C’est cette même justesse qu’atteint la dynamique conflictuelle structurant l’intrigue : d’abord découverte avec la pureté des procédures scientifiques, la sinistre vérité mise au jour par Randall Mindy (Leonardo DiCaprio) et Kate Dibiasky (Jennifer Lawrence) se voit ensuite systématiquement mise à mal par une sphère publique cherchant à minimiser son impact pour continuer de tourner à vide. Ce que montre McKay par ce principe scénaristique, c’est que la catastrophe écologique n’a aucunement été sujette à une prise de conscience pacifique, mais qu’elle a d’abord fait l’objet d’une inconscience organisée par ceux dont elle contrarie les ambitions, contre laquelle la lutte pour la vérité n’est jamais terminée.

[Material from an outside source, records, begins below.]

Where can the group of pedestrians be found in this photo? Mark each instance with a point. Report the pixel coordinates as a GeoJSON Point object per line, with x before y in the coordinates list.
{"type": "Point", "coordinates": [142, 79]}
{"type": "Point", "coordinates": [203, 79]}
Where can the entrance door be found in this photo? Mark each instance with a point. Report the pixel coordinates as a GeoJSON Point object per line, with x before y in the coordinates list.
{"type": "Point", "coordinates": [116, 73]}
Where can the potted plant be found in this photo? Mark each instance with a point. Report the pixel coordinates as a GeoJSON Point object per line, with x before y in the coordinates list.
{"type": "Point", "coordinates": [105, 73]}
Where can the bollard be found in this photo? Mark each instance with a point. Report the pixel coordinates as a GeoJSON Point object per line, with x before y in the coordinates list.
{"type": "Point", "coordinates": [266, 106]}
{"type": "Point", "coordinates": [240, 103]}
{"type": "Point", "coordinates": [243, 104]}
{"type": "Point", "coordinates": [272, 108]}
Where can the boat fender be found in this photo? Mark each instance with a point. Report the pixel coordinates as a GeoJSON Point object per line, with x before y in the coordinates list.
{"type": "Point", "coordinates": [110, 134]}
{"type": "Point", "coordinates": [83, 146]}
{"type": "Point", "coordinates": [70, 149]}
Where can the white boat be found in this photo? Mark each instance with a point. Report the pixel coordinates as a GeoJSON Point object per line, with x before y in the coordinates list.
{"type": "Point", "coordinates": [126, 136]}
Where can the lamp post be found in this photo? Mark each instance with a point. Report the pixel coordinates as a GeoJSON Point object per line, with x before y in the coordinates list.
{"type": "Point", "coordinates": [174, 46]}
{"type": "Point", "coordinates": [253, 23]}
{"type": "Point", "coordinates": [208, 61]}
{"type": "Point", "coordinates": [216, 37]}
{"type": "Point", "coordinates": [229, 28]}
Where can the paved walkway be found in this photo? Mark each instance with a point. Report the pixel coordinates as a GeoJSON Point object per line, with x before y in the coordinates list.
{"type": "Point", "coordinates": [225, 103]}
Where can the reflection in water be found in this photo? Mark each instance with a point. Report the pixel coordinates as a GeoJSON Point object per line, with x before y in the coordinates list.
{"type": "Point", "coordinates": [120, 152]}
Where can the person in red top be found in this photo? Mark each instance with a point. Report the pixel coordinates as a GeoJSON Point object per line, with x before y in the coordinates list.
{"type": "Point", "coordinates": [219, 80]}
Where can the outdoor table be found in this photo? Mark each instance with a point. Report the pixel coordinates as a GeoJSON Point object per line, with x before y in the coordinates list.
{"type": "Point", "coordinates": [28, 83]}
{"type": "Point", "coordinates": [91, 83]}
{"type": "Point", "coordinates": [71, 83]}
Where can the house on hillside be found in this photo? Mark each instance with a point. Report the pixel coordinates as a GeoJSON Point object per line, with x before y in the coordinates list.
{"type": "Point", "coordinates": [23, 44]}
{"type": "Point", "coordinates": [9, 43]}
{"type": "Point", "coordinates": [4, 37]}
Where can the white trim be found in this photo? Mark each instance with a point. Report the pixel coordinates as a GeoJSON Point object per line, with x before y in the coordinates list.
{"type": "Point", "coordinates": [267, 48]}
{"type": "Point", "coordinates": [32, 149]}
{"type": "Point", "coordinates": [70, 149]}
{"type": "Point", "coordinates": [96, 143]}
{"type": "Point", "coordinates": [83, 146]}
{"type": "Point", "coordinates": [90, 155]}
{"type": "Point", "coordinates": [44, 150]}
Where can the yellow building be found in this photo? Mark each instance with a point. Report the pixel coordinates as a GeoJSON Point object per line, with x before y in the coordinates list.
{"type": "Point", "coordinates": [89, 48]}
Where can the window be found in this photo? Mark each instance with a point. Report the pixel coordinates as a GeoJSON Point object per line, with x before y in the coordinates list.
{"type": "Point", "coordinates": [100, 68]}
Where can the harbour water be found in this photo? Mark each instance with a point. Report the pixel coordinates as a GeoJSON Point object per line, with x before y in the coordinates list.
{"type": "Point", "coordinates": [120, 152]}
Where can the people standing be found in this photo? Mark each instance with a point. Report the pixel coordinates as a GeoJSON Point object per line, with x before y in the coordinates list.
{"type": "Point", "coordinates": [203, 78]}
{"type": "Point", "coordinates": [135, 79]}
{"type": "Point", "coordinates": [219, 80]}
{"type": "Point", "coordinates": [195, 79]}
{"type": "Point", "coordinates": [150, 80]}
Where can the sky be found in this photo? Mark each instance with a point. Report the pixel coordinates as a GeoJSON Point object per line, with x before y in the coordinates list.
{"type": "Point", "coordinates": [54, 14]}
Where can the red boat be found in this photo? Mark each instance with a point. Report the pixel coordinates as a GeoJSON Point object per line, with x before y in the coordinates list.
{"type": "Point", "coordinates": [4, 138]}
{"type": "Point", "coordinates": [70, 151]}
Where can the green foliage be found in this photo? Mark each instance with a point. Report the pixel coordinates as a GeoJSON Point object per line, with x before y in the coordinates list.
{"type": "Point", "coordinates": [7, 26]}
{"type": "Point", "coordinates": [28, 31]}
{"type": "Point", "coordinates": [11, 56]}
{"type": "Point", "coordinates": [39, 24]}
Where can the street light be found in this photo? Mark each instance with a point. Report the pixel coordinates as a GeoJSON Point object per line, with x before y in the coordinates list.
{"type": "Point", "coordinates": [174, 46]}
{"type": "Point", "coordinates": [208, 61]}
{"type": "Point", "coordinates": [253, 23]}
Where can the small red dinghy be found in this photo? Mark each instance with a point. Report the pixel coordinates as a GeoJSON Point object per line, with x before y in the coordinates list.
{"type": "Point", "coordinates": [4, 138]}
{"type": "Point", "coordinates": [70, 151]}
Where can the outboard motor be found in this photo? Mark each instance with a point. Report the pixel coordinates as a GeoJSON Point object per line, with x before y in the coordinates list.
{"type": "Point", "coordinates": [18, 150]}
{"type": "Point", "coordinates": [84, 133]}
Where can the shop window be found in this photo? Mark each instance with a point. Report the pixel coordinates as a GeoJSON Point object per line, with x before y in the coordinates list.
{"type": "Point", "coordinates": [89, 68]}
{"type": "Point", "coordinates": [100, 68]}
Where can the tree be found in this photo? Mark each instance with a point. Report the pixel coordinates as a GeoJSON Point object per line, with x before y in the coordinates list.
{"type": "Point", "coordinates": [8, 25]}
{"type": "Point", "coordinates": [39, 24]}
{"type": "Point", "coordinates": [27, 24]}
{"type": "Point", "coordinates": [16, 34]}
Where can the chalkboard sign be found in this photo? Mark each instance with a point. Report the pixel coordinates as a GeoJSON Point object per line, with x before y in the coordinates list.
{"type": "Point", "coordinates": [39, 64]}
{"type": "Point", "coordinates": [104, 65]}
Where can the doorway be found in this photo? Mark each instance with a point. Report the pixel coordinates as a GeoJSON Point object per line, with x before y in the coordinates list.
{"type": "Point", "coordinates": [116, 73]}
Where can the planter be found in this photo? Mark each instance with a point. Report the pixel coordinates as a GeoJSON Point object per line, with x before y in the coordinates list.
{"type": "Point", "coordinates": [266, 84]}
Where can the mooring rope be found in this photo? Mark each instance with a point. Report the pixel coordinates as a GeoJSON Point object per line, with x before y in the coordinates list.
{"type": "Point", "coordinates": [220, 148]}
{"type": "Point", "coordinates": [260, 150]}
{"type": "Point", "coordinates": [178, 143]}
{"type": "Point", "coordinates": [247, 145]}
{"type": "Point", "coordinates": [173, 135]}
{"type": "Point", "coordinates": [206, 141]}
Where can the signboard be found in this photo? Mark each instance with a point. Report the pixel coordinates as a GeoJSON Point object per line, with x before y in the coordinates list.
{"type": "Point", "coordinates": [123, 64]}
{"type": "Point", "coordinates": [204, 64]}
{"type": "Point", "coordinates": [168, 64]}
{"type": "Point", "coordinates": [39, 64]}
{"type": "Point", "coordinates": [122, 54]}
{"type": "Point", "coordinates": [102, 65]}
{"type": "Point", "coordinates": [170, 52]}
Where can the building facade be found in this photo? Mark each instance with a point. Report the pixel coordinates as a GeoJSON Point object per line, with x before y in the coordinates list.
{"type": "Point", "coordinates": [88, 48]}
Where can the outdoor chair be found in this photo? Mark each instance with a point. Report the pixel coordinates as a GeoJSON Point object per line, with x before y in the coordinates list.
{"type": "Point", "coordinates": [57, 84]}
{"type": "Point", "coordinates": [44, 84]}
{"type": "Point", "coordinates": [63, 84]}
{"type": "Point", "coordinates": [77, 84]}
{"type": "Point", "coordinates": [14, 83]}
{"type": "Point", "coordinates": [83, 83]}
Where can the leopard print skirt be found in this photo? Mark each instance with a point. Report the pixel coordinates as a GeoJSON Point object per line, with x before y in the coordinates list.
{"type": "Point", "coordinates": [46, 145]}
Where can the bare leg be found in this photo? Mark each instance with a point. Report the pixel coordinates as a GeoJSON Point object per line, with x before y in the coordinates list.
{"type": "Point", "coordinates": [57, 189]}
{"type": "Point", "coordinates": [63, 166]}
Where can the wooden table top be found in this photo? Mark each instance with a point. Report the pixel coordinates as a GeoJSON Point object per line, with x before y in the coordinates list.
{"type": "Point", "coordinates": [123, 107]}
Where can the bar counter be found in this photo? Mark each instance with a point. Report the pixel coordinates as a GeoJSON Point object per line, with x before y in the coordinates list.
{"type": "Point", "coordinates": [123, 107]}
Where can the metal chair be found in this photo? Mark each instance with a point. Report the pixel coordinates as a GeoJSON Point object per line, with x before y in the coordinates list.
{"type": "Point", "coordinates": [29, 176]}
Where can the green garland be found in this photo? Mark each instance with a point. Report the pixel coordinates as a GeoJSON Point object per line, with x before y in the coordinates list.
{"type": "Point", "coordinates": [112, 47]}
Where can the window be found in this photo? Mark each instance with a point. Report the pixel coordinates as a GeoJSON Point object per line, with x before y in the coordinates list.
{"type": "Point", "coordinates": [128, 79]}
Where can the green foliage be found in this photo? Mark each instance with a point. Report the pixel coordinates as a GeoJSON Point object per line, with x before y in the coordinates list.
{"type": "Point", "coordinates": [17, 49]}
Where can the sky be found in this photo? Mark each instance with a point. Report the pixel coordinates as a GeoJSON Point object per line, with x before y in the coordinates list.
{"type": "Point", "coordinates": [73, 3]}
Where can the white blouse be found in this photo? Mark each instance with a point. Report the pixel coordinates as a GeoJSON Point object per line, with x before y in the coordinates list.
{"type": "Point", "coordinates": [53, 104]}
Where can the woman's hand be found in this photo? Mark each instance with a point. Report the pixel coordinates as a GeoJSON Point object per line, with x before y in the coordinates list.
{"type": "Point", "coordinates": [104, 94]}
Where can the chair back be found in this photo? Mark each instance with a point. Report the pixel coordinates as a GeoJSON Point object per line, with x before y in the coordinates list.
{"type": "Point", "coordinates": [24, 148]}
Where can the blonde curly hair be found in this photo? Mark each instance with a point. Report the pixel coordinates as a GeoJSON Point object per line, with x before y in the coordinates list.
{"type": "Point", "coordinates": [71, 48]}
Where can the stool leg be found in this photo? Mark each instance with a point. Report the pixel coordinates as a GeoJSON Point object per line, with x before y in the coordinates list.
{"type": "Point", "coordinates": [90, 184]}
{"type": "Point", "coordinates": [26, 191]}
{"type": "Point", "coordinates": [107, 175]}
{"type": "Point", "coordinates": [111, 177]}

Les pièges de l’efficacité
Si Don’t Look Up ne suscite toutefois pas complètement l’adhésion, c’est parce que le film semble parfois légèrement entravé par les réflexes mêmes qu’il cherche à dénoncer : en s’invitant plus nettement sur le terrain du tragique dans sa conclusion apocalyptique, McKay se montre clairement moins à l’aise avec cette tonalité, qui rend aussi bien plus criante les faiblesses d’une mise en scène que les saillies humoristiques ne viennent pas faire oublier. En se subordonnant totalement à l’intrigue et aux acteurs, cette dernière se fait pur moyen de communication, tombant dans le piège d’une dictature de l’immédiateté et de l’instantané dont la condamnation est pourtant au cœur du long-métrage. Le montage quasiment épileptique, empilant les plans dans un flux permanent comme par peur d’ennuyer, n’est d’ailleurs pas sans manifester une certaine connivence avec le rythme de la médiasphère que dépeint le film. Si en inondant les plans d’interfaces numériques, Don’t Look Up montre efficacement comment le système médiatique « fait écran » entre les individus et le réel, la forme qu’adopte le film peine à décoller de ce monde d’abstractions et donc à vraiment donner chair à la crise écologique : McKay ne parvient in fine à tourner en dérision le traitement public de cette question qu’en restant sur un terrain purement discursif. Pour combler ce manque, il injecte dans le film quelques étranges séquences qui juxtaposent rapidement des images de la « nature » issues du monde entier, mais qui trahissent surtout une réelle difficulté à ne pas filmer le dérèglement climatique et l’effondrement de la biodiversité comme des problèmes lointains, alors que l’intrigue du film vise justement à en rapprocher le spectateur. C’est cette ambivalence globale face à l’objet de sa critique qui empêche Don’t Look Up de condamner l’inaction collective aussi radicalement qu’il le voudrait.